It's been a while since writing some (2018), but the concepts you learn from Haskell are great (though I still can't explain Monads, even if my life depended on it) and can be applied in other languages.

Anyway, I can't speak to BEAM, but Haskell is very typeful, it teaches you currying, very great language, awful tooling (but that was ~10 years ago, so I hope things have improved since).

[–] Kache@lemmy.zip 8 points 1 week ago (2 children)

In practical terms, "monad" means "chainable".

[–] azolus@slrpnk.net 3 points 1 week ago

And I thought it was about morphisms and burritos. The more you know...

[–] Sxan@piefed.zip 1 points 1 week ago
[–] Corbin@programming.dev 2 points 1 week ago

Haskell isn't the best venue for learning currying, monads, or other category-theoretic concepts because Hask is not a category. Additionally, the community carries lots of incorrect and harmful memes. OCaml is a better choice; its types don't yield a category, but ML-style modules certainly do!

@thingsiplay@beehaw.org and @Kache@lemmy.zip are oversimplifying; a monad is a kind of algebra carried by some endofunctor. All endofunctors are chainable and have return values; what distinguishes a monad is a particular signature along with some algebraic laws that allow for refactoring inside of monad operations. Languages like Haskell don't have algebraic laws; for a Haskell-like example of such laws, check out 1lab's Cat.Diagram.Monad in Agda.

[–] thingsiplay@beehaw.org 2 points 1 week ago (1 children)

When I read about Monads, it looks like to me like generic Rust struct with a generic trait and a (more complex) result as a return value.

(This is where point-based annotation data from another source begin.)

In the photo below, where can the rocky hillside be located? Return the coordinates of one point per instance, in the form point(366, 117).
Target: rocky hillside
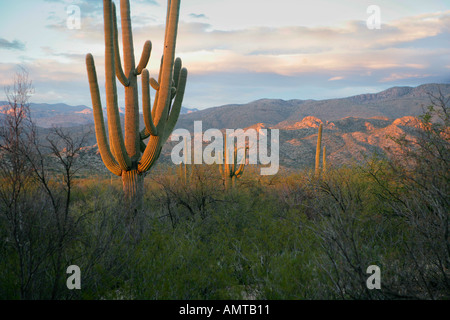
point(354, 127)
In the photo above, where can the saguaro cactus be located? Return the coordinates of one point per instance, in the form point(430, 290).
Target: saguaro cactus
point(319, 144)
point(231, 171)
point(183, 168)
point(130, 158)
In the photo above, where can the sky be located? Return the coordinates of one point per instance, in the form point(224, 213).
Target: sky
point(236, 51)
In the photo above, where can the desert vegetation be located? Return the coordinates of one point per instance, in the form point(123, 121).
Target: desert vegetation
point(212, 233)
point(295, 235)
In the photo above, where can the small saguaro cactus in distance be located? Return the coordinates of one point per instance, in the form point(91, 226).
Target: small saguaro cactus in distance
point(231, 171)
point(128, 156)
point(319, 145)
point(183, 167)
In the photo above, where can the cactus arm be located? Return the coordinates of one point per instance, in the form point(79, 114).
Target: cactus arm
point(176, 72)
point(149, 125)
point(100, 134)
point(176, 107)
point(154, 84)
point(150, 154)
point(119, 70)
point(116, 137)
point(146, 51)
point(143, 146)
point(162, 108)
point(240, 170)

I have no idea if this is what a Monad basically is or not. For context, I never learned Haskell properly (just tried hello world and read a few topics).

[–] bitcrafter@programming.dev 6 points 1 week ago (1 children)

You should think of Monad as basically giving you a way to provide your own implementation of the semicolon operator so that you can dictate what it means to sequence computations of a given type.

[–] thingsiplay@beehaw.org 3 points 1 week ago

I think the mistake I do (and many others) is trying to compare existing mechanisms from other languages, without the full picture around that mechanic. Every time I think to understand what a Monad is, its wrong. :D Guess I have to dive deeper to understand what that actually means, not just as an explanation. Just out of curiosity.